Here's the function which actually gathers all the photo data for a folder (and all its child folders):
function Get-PhotoData {
param([string]$path)
$results = @()
$files = Get-ChildItem $path -Recurse -Filter *.jpg
$total = ($files | measure).Count
$files | % {$i=1} {
Write-Host "Processing $_ ($i of $total)"
$props = @{
Name = $_.Name
Path = $_.FullName
Size = $_.Length
Hash = (Get-FileHash $_.FullName -Algorithm SHA1).Hash
}
$results += (New-Object PSObject -Property $props)
$i++
}
$results
}
I ran that function against my wife's photo collection (which was effectively our master collection) and my own:
$master = Get-PhotoData -path $masterPath
$toMerge = Get-PhotoData -path $toMergePath
In theory, I could then have used Compare-Object to figure out which items in my collection were safe to delete (i.e., they already existed in my wife's collection):
$safeToDelete = Compare-Object -IncludeEqual -ExcludeDifferent -ReferenceObject $toMerge -DifferenceObject $master -Property Hash -PassThru | Select-Object -ExpandProperty Path
This would give me a list of paths to photos in my collection which had a matching SHA1 hash to a photo already in my wife's collection.

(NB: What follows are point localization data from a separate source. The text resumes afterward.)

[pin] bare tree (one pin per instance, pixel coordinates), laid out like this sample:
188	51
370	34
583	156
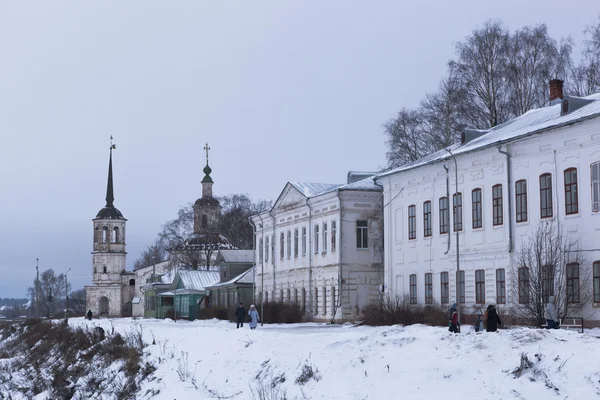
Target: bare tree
549	263
52	291
481	66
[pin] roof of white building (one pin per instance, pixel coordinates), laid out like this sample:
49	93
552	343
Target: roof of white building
236	256
532	122
244	277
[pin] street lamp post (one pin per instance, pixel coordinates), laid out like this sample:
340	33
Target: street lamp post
457	246
67	298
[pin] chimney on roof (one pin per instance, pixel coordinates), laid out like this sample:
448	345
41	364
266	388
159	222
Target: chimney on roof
556	89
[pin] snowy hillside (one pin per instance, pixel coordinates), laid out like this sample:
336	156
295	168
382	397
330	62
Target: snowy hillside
213	359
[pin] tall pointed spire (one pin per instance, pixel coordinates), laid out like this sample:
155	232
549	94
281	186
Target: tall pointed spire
110	197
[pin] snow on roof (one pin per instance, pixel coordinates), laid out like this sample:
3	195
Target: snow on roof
198	279
244	277
533	121
237	256
314	189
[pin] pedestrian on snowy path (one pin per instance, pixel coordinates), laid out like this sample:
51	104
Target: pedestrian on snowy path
493	319
240	314
254	317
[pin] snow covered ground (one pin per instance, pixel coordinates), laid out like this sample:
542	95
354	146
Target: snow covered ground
213	359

Or, I could find the list of items in my collection which were missing from her collection:
$toMove = Compare-Object -ReferenceObject $master -DifferenceObject $toMerge -Property Hash -PassThru | ? { $_.SideIndicator -eq '=>' } | Select-Object -ExpandProperty Path
Moving each item in that collection would then be easy:
$toMove | % {$i=1} {
Write-Host "Moving $_ ($i of $total)"
Move-Item $_ "[destination path]"
$i++
}
For small enough collections, this works great. But if you've got a large enough photo collection you might start running into performance problems with Compare-Object. If that's the case, with a little extra effort and a little bit of Python you can figure out your $safeToDelete
list much faster. First, we dump our photo data to a couple of files:
$master | Select Name, Path, Size, Hash | Export-Csv -NoTypeInformation "master.csv"
$toMerge | Select Name, Path, Size, Hash | Export-Csv -NoTypeInformation "toMerge.csv"
Now we throw together a quick Python program using pandas to read in the two data sets, merge them into a single data set by matching on the file size and hash, and dump the output to another file:
import pandas as pd
# Read in our email data file
master = pd.read_csv('../master.csv', header = 0)
toMerge = pd.read_csv('../toMerge.csv', header = 0)
both = pd.merge(toMerge, master, on=['Size', 'Hash'])
both.to_csv('../safeToDelete.csv')
The new .csv
file will have columns 'Path_x' and 'Path_y'; since we had toMerge
as the first parameter to merge, Path_x
is a list of all the files in that collection which can be deleted. More Python-savvy folks than me can probably handle the deletion straight from the Python script, but I just did it with PowerShell:
$toDelete = (Import-Csv .\safeToDelete.csv).Path_x
$total = ($toMove | measure).Count
$toDelete | % {$i=1} {
Write-Host "Deleting $_ ($i of $total)"
Remove-Item $_
$i++
}
Of course, don't go running any of this code or deleting any files until you've backed your folders up somewhere safe; if you make any mistakes (or any of my code is totally broken), you'll want a safety net in place.